With that let’s get into it.

Although I’m a big fan of wine, I often only want a glass or two with dinner, which leaves a half bottle or more left over. I’ve got a modest cellar, but many of my wines are both ready to drink, and too expensive to throw half away. And there’s the rub – how do I save a half bottle of wine for a day or two without it going flat?

I’ve tried a wide variety of pumps, gizmos, corks and gadgets, but none seemed to work. Finally, a few years ago I settled on Private Preserve – spray cans of inert argon gas that create a neutral layer on top of any remaining liquid.

It worked well, but it wasn’t perfect. Even after one night that really great bottle would often be flat and uninspiring. But it was better than nothing, and at least it worked a good portion of the time. Still, I was loathe to open up any really good bottles of wine, unless I was in a mood to down the whole thing, or friends were over to share it. And so the bulk of my cellar kept aging and aging.

Recently I discovered a new product designed to preserve wine – this time from Australia. The Wine Shield is an odd product, and at first blush it really shouldn’t work. The shield is basically a plastic disc, about the diameter of a wine bottle, with the outer radius sliced diametrically in a radial pattern to allow it to fit different sized bottles. To insert it into a bottle, you wrap it around an included plastic fork, slip it in, and then let it tumble. The disk ends up floating on top of any left-over wine, creating a seal that promises to stop oxidization and preserve the rest of the bottle.

Why would a simple plastic shield work where pumps, sprays and others failed? I was skeptical, but I figured I’d try it – at least I’d be able to check another wine gizmo off the list.

Surprisingly, it worked. Not all the time, but the success rate was about similar to Private Preserve. Great, though now I have two things that work reasonably well, but are still prone to failure. I still wasn’t willing to take a chance on those 2000 Bordeauxs, or that 1995 Merryvale Vineyards Profile I was waiting to drink.

But then I had a flash of inspiration. What about COMBINING the two? Maybe working together they might provide a shield that would reliably work for 24 hours, and perhaps even for a few days or longer.

So like a Reese’s Peanut Butter Cup, I put two great tastes together and gave it a shot. And it worked better than I’d even hoped. Every single bottle I used with my combo stayed virtually intact for 24 hours. I started stretching it to two days, and the combo held up nicely as well. After that it was hit or miss, but I’ve kept bottles of Tempranillo, for example, for up to four days without losing any body, taste or smell.

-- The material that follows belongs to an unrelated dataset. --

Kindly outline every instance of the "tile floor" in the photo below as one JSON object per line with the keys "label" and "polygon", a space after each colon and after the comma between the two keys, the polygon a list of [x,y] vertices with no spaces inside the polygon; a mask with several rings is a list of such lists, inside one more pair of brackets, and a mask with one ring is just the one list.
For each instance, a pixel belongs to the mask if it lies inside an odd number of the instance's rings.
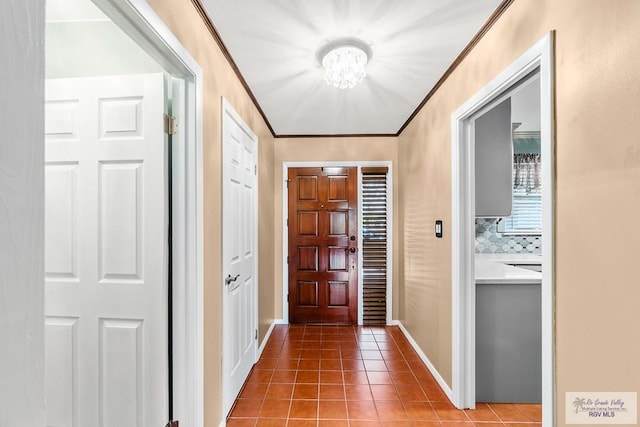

So I put it to the test. I grabbed three bottles of Beronia Reserve 2005 and put them to the test. I opened all three simultaneously and tasted them. All good. I poured a glass off from each, and then stoppered one with PrivatePreserve, the next with a WineShield, and the third with my combination. After an hour or so I tasted each of the glasses, and they were in fine shape!

A day later I came back and poured off a glass from each of the three bottles.  I detected some fading in both the PrivatePreserve and the WineShield bottles, but both were very drinkable. My combo was still going strong.

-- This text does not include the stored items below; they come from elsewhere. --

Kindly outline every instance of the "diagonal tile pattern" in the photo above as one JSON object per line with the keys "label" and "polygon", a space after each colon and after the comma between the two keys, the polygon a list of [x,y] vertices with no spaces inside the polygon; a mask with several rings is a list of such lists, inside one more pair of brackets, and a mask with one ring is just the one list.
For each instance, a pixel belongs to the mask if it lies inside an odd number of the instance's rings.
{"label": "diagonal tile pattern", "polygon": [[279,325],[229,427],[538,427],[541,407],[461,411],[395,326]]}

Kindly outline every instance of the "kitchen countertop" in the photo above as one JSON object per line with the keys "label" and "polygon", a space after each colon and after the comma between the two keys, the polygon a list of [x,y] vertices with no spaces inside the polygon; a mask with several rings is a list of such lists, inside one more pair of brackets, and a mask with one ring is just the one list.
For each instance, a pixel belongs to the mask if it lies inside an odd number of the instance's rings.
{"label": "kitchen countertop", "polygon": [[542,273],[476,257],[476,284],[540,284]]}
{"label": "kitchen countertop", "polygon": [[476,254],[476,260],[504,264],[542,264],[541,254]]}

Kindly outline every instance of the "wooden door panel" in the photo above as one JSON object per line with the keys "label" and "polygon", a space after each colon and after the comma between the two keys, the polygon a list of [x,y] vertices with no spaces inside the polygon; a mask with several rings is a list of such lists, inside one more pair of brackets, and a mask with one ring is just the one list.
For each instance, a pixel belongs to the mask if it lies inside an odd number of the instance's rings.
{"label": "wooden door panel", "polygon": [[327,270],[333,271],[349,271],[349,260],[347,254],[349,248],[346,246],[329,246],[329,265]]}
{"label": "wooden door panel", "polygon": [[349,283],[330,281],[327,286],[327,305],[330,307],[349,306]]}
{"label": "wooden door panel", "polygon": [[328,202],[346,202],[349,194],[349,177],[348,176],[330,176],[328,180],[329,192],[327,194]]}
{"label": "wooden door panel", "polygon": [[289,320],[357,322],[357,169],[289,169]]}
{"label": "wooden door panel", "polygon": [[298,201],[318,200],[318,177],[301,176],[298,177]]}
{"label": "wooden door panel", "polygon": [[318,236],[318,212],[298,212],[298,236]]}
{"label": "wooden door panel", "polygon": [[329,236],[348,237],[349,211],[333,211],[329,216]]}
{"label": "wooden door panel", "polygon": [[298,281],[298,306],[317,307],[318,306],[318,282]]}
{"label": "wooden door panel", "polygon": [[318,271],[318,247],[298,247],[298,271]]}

By the second day, both the PP and WS bottles were noticeably fading – Drinkable, but only barely.  I poured them out. The combo bottle was vibrant and alive, and still tasted like it had when I opened it.  By day three it was still pretty good, but I could easily detect it fading.  By day four I tasted the last glass, but there was very little left. I poured it down the sink.

So there you have it. If you’re like me and are looking for a good way to save a half-opened bottle for a day or two, my combo route offers the best alternative I’ve found to date. Sure it’s more expensive than either alone, but unless you’re drinking Two-Buck Chuck, the price is well worth it!